I love water, and growing up, I would always visit the water, be it the Potomac River, or the streams behind our house in Newburyport, MA. No matter what I learn about water academically be it flow regimes, or hydrologic cycle, there is an ancient quality that Langobards and Celts incorporated into their art work that I feel deeply and profoundly - which can not be quantified. Understanding the essence of water is a challenge, you can’t hold it really, it either reflects or is transparent – becoming it’s surrounding, and then moves on. It is in the air around us and most of our bodies are water. I reckon that the quantity of water, as in the Potomac or the ocean causes the water in ourselves to realign with the pervasive currents that surround us. In my professional practice as well as my two and three dimensional art work, I attempt to honor that flux and dynamism I experience in the world, and to create a language to translate it to those around me. But there are times when that language is inadequate and it is best to let the images (moving and still) or the moment speak for itself as these "found" pieces do.
We recently installed a curtain drain on the north side of our barn to catch the surface flow that had been running under the barn and then erupting in our front yard in at times picturesque fountains during major rain storms that are becoming the norm for climate pattern around here – if you can say there is one. As a result, we created a new area of wetlands to replace the portion we filled to divert the water flow from under the barn.

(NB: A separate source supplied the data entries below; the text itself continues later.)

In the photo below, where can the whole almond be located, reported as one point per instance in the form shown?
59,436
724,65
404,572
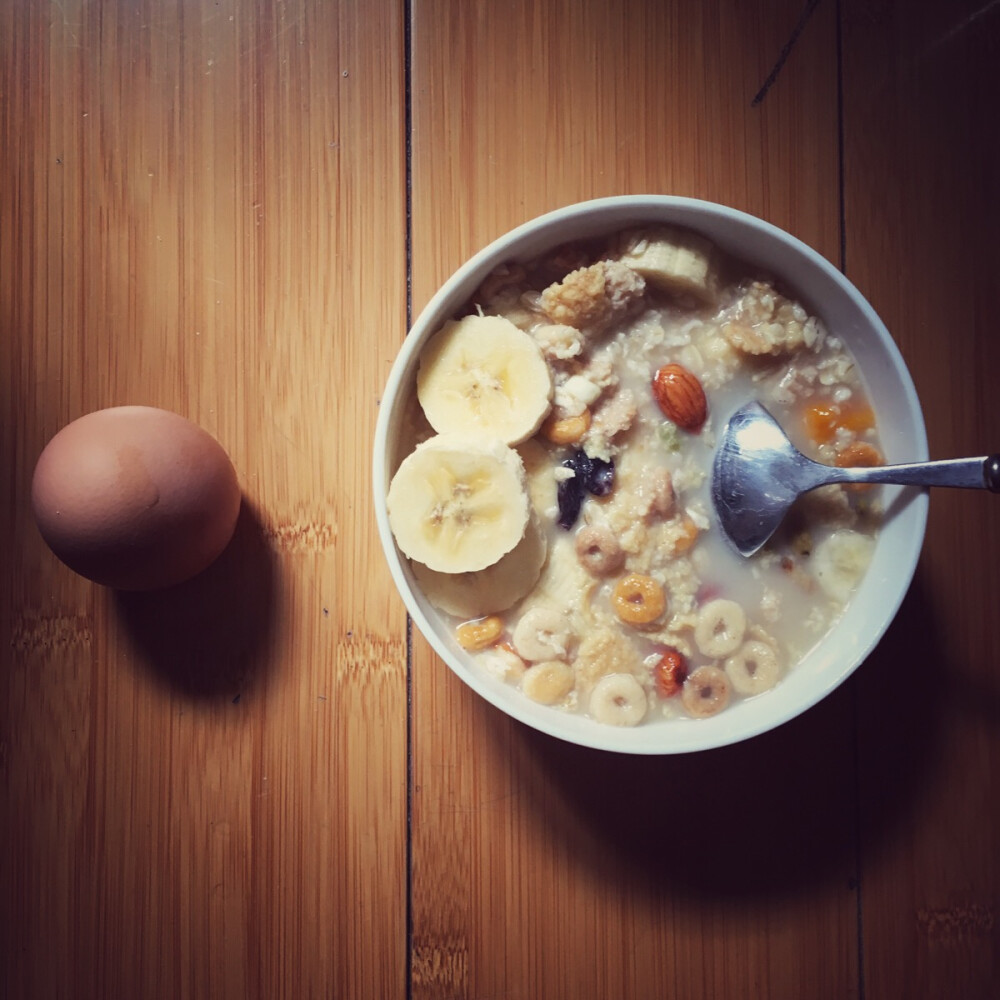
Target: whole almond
680,396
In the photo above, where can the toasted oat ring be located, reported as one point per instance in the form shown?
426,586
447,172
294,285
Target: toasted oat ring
598,550
638,599
705,692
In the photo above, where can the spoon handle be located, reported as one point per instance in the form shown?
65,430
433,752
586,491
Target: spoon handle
968,473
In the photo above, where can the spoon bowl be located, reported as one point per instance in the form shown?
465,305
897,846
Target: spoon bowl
758,473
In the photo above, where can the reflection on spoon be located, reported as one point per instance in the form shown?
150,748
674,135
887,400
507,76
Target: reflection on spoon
758,473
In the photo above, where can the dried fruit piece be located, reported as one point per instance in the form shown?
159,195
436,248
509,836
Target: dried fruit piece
680,396
565,430
590,475
669,673
479,633
824,418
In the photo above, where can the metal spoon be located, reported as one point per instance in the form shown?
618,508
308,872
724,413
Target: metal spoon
758,472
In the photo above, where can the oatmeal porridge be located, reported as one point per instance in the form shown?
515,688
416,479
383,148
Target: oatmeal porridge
553,494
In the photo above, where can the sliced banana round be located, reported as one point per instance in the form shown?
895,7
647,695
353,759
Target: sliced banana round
458,504
705,692
491,590
481,374
840,561
618,700
542,634
720,627
549,682
753,668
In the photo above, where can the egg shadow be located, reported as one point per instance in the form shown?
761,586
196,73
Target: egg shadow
211,636
777,814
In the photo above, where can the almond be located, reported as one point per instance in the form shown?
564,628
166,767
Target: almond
680,396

I created a conceptual planting plan for the area to supplement the wetland seed mix to suit the wet meadow ecological context and ensure that the replication is successful. The mix of plants Rose Mallow, Joe Pye Weed, Blue Flag Iris and Turtle head are all in the surrounding wetlands with the possible exception of the Mallow. These plants have important habitat value for all manner of creatures, and I am glad to have been able with this drainage project to have saved the barn from settling (or worse) and to have created another section of wetlands that can support the incredible diversity of wildlife that surrounds us through the wetland’s nutritive, water storage and aesthetic functions.